La construction d’une industrie des renouvelables, un défi indispensable pour l’adaptation au changement climatique
Les énergies renouvelables prennent une part de plus importante dans le mix électrique européen, Emmanuel Hache explique "les énergies renouvelables, si on ajoute l'hydro-électricité à la génération d'électricité à base de solaire et d'éolien, représentent environ 32 % et si on rajoute la production d'électricité nucléaire, on est autour de 53 % en Europe. On a une progression assez continue de la production d'électricité à base d'énergies renouvelables en Europe et on constate une accélération, notamment en raison de la question climatique, mais aussi depuis février 2022 avec la guerre en Ukraine qui est un profond catalyseur d'investissement et d'amélioration dans les énergies renouvelables". En France, les investissements dans ces énergies ont évolué, Philippe Quirion le précise "la France a été un pays relativement pionnier dans le développement du solaire et de l'éolien dans les années 60 et 70, et ensuite, il y a eu un grand coup d'arrêt dû au fait que la France a mis la priorité sur l'énergie nucléaire.
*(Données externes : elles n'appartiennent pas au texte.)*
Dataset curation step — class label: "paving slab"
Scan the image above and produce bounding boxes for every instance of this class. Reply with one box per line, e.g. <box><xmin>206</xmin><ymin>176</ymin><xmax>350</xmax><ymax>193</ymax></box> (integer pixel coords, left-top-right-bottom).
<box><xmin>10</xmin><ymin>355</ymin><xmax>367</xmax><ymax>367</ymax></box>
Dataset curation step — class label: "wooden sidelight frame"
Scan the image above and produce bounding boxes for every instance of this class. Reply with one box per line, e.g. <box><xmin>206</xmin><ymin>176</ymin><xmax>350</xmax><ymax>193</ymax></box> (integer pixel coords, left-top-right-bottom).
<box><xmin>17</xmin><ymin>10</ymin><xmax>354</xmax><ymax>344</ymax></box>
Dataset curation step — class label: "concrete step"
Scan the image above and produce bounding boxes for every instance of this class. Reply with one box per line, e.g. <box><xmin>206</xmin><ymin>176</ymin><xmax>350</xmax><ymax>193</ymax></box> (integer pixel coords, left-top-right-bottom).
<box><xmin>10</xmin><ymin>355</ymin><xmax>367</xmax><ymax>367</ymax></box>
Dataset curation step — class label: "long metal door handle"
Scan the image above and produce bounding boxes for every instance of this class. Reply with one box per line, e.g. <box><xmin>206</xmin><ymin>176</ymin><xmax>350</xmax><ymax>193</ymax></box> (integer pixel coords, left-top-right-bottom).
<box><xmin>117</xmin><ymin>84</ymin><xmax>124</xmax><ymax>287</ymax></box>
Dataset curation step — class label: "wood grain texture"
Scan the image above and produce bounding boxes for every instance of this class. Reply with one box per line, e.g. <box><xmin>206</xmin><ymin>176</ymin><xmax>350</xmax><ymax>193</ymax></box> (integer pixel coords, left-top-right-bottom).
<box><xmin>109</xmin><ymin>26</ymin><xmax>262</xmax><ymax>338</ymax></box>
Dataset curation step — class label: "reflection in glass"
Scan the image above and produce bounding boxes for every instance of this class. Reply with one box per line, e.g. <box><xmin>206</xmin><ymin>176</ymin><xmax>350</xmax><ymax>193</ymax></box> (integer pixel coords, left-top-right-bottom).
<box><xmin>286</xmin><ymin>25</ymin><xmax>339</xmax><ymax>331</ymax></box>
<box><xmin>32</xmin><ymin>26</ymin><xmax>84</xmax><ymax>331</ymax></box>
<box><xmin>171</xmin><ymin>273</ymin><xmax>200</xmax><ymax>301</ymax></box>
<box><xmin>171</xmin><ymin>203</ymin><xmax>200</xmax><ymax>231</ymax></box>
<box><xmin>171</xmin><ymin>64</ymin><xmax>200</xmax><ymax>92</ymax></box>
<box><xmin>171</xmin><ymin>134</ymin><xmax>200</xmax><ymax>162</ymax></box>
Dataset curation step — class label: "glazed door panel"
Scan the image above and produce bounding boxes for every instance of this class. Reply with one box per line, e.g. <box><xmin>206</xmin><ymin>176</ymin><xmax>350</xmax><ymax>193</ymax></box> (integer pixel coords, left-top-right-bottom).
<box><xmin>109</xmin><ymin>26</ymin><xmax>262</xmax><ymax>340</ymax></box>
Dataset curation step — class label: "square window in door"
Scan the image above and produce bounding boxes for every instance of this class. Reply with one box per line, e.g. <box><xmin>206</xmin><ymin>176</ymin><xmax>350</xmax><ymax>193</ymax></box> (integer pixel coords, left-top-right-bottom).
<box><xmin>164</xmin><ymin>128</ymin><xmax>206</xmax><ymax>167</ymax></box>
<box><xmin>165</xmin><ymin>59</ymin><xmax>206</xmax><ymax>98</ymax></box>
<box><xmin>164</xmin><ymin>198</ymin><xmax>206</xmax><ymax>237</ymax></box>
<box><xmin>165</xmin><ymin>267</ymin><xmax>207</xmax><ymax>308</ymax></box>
Aujourd'hui, la France accélère en particulier sur le développement de l'éolien maritime, avec la construction d'usines et l'installation de parcs sur le pourtour atlantique et à terme méditerranéen. La mise en service tout premier parc éolien complet a eu lieu en novembre 2022 à Saint Nazaire. Sachant que le premier parc éolien date de 1991 au Danemark, on voit que la France commence à rattraper son retard. Concernant le solaire/photovoltaïque, on a des annonces de constructions d'usine, en particulier à Fos-sur-Mer, à l'horizon 2026 on aurait des capacités très importantes de production de panneaux en France. Quant à savoir ce que l'on va installer sur le territoire, l'obstacle n'est pas tant économique, il est réglementaire ou législatif".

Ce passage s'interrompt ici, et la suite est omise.